Каждая встреча приносила им много радости, а если свидание почему-либо срывалось, – немалое огорчение. Казалось бы, никаких препятствий к тому, чтобы соединиться, не было. Близкие Вареньки не могли желать для нее лучшей партии; что касается Алексея, то что-что, а возможное неодобрение родичей его остановить не могло.
Но… Дни шли за днями, складывались в недели, месяцы, годы. Варенька ждала, недоумевала, терзалась, негодовала – то на него, то на себя. Смирив девичью гордость, прямо спрашивала: когда же?.. Он мялся, путался, уверял, что их соединение во Христе давно уже состоялось, а что до соединения перед людьми, то этого еще нельзя, не время, надо упрочить свое положение, и вообще не следует привлекать к себе излишнего внимания… Бывало и так, что все, казалось бы, было между ними решено, и она записывала в дневнике:
«Я не радуюсь, а радость помимо меня получается оттого, что мне легко, а легко потому, что на Духу сказала то, что мучило, угнетало мое самолюбие, мою гордость, что не давало покоя. Я отцу Виктору сказала, что выхожу замуж, что люблю моего жениха больше, чем он меня»[39].
Увы, она снова желаемое приняла за действительное.
Между ними возникало напряжение, жизнь разлучала надолго, порой на годы. Переписка тоже шла неровно: обрывалась на месяцы и годы, потом возобновлялась, становилась то более, то менее доверительной и интимной. Но мысленно они всегда были вместе. Обойтись друг без друга они не могли, а к совместной жизни были неспособны. То есть Варенька очень даже была способна, только и мечтала о том, чтобы соединиться со своим Алексеюшкой. Но он, много раз вплотную приближавшийся к последней разделявшей их черте, переступить ее так и не смог. Может быть, вправду любил ее меньше, чем она его? Или любил как сестру и друга, но не как женщину?

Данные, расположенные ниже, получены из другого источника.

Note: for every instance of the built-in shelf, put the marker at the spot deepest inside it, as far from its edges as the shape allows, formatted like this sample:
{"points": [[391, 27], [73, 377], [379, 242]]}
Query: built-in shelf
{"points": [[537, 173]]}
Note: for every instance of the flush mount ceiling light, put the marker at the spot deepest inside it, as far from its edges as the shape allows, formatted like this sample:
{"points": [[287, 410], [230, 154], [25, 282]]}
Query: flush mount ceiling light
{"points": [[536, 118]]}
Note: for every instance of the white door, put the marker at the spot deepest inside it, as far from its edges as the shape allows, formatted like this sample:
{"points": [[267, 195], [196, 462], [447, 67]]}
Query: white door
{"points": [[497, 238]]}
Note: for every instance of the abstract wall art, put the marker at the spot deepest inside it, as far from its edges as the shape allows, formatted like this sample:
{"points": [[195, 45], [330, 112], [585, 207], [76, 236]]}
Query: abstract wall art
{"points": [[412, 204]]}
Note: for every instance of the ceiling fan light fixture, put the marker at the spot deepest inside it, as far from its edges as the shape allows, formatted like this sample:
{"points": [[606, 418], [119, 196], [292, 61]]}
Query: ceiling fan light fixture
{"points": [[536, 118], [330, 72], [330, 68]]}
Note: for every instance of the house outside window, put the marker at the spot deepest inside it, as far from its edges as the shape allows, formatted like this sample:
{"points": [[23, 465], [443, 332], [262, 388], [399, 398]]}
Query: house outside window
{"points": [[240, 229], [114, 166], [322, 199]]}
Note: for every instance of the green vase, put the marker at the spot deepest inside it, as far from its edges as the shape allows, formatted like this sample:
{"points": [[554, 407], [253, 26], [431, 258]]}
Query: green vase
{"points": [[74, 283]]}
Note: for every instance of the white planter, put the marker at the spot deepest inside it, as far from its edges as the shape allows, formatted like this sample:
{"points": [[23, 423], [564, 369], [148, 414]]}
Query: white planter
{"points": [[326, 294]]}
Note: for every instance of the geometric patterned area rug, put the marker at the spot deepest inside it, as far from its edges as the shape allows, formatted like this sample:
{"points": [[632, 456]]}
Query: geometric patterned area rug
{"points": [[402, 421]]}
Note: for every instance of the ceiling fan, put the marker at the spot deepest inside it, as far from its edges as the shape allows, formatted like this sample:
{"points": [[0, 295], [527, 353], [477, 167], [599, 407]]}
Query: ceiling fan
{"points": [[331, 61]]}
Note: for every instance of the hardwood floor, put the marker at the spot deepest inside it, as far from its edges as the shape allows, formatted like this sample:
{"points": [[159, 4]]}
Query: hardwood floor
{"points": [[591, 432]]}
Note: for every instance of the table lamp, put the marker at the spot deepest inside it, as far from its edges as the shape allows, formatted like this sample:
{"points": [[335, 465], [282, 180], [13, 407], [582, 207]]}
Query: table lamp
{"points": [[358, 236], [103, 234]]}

Или…
«Часто – чаще, чем мы думаем, – бывает, что лишь издали порываясь к человеку, домогаясь его, пока он до нас недоступная святыня, мы любим и идеализируем его, и тогда обладаем этим великим талисманом творческой идеализирующей любви, которая прекрасна для всех: и для любимого, – ибо незаметно влияет на него, и для тебя самого, – ибо ради нее ты сам делаешься лучше, деятельнее, добрее, талантливее, чем ты есть!